Morphological and functional changes occur in the aging kidney, including the loss of kidney mass and an increase in fibrosis, an abnormal accumulation of the extracellular matrix (ECM). Functional changes include a decrease in glomerular filtration rate (GFR), proteinuria and reduced ability to concentrate urine. Age is a major risk factor for chronic kidney disease (CKD) while kidney dysfunction and fibrosis are hallmarks of CKD. Thus, aging and CKD have many common elements. Male Fischer 344 rats are an excellent animal model as they develop severe renal disease and fibrosis similar to CKD with aging. However, a soy diet started at 16‐months, the age dysfunction is first detected, has been demonstrated to reverse age‐related damage and fibrosis to the kidneys. Sequencing of kidney RNA purified from aged soy‐fed rats, compared to control, found decreased expression of Twist2, a basic Helix‐Loop‐Helix (bHLH) transcription factor.

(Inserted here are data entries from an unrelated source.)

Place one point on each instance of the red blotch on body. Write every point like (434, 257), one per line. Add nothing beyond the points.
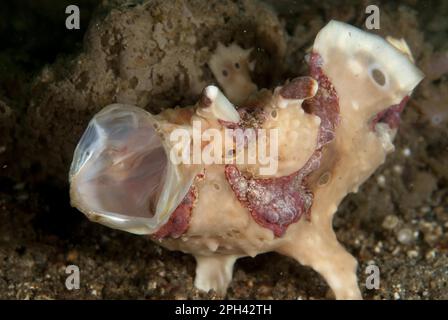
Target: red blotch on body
(275, 203)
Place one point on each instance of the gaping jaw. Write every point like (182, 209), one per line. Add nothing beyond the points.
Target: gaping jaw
(121, 175)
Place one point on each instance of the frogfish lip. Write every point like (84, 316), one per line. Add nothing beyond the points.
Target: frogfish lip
(121, 176)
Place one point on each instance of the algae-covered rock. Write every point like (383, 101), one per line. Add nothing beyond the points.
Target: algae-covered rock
(152, 54)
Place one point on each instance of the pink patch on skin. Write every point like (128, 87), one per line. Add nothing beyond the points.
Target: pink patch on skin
(275, 203)
(180, 218)
(391, 115)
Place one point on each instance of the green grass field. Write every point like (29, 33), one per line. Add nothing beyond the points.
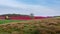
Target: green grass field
(9, 21)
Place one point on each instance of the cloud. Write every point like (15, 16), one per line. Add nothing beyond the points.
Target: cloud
(12, 6)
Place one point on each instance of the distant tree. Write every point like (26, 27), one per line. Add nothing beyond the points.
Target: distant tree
(6, 17)
(32, 16)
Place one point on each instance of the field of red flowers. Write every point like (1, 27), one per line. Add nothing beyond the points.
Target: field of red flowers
(44, 26)
(22, 17)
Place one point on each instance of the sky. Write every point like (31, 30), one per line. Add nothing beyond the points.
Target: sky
(37, 7)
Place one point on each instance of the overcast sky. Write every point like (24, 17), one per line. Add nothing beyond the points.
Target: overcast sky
(37, 7)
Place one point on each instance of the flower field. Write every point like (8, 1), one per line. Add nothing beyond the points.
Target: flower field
(43, 26)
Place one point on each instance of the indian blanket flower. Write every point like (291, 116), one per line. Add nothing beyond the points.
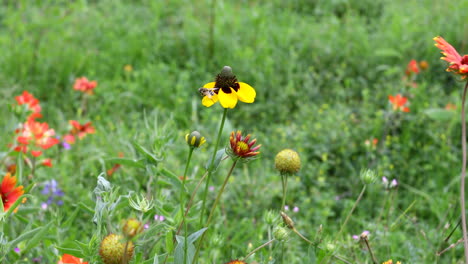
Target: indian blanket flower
(84, 85)
(53, 192)
(9, 192)
(242, 147)
(399, 102)
(412, 68)
(227, 90)
(35, 136)
(458, 64)
(69, 259)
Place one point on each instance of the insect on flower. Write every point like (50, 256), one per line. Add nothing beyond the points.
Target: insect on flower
(208, 92)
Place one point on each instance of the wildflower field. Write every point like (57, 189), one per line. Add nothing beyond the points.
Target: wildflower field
(233, 132)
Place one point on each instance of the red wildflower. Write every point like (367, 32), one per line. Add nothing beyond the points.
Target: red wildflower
(450, 107)
(78, 130)
(412, 68)
(47, 163)
(241, 147)
(32, 104)
(69, 259)
(82, 84)
(8, 192)
(399, 102)
(458, 64)
(35, 135)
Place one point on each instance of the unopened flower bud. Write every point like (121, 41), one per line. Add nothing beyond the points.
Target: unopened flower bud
(287, 220)
(280, 233)
(112, 250)
(269, 217)
(195, 139)
(287, 161)
(330, 247)
(368, 176)
(132, 227)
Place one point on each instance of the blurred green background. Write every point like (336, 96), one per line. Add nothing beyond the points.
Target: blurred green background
(322, 69)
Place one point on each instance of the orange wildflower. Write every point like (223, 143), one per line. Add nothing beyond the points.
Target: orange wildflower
(32, 103)
(69, 259)
(78, 130)
(84, 85)
(8, 192)
(35, 135)
(458, 64)
(399, 102)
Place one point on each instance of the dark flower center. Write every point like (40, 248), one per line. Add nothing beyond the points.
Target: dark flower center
(464, 59)
(225, 83)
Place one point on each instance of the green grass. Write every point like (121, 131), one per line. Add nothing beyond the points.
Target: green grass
(322, 71)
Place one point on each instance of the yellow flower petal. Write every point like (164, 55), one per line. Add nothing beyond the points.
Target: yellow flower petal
(206, 101)
(209, 85)
(227, 100)
(246, 93)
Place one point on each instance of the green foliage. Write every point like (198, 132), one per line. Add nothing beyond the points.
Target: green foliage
(322, 70)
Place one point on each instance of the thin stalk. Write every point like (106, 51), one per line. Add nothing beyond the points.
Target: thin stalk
(352, 210)
(213, 208)
(374, 260)
(210, 168)
(462, 185)
(124, 258)
(211, 43)
(315, 245)
(182, 203)
(284, 182)
(260, 247)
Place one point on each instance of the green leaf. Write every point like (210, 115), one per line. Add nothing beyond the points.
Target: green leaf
(440, 114)
(72, 251)
(173, 179)
(38, 237)
(180, 251)
(128, 162)
(146, 153)
(219, 156)
(193, 237)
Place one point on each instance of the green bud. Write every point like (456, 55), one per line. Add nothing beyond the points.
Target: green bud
(368, 176)
(195, 139)
(280, 233)
(288, 162)
(269, 217)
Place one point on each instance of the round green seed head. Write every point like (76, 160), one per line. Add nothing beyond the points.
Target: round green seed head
(287, 161)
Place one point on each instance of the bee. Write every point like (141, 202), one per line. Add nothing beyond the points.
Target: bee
(209, 92)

However, rats fed a normal diet had increasing Twist2 expression with age, as compared to young. A stable cell line of Twist2 overexpression was generated in NRK‐52E cells. Again, RNA sequencing revealed the expression of several genes significantly changed, including up‐regulation of Serpine1. Serpine 1 encodes for the serine protease inhibitor, plasminogen activator inhibitor‐1 (PAI‐1). Interestingly, PAI‐1 expression increased with age and parallels increasing Twist2 expression. Increased PAI‐1 expression is associated with increased fibrosis, while PAI‐1 ‐/‐ mice attenuates this affect. Twist2 recognizes the E‐box element, nCAnnTGn, of which the Serpine‐1 promoter has several. Thus, Twist2 is a novel regulator of Serpine1/PAI‐1 and fibrosis in the kidney.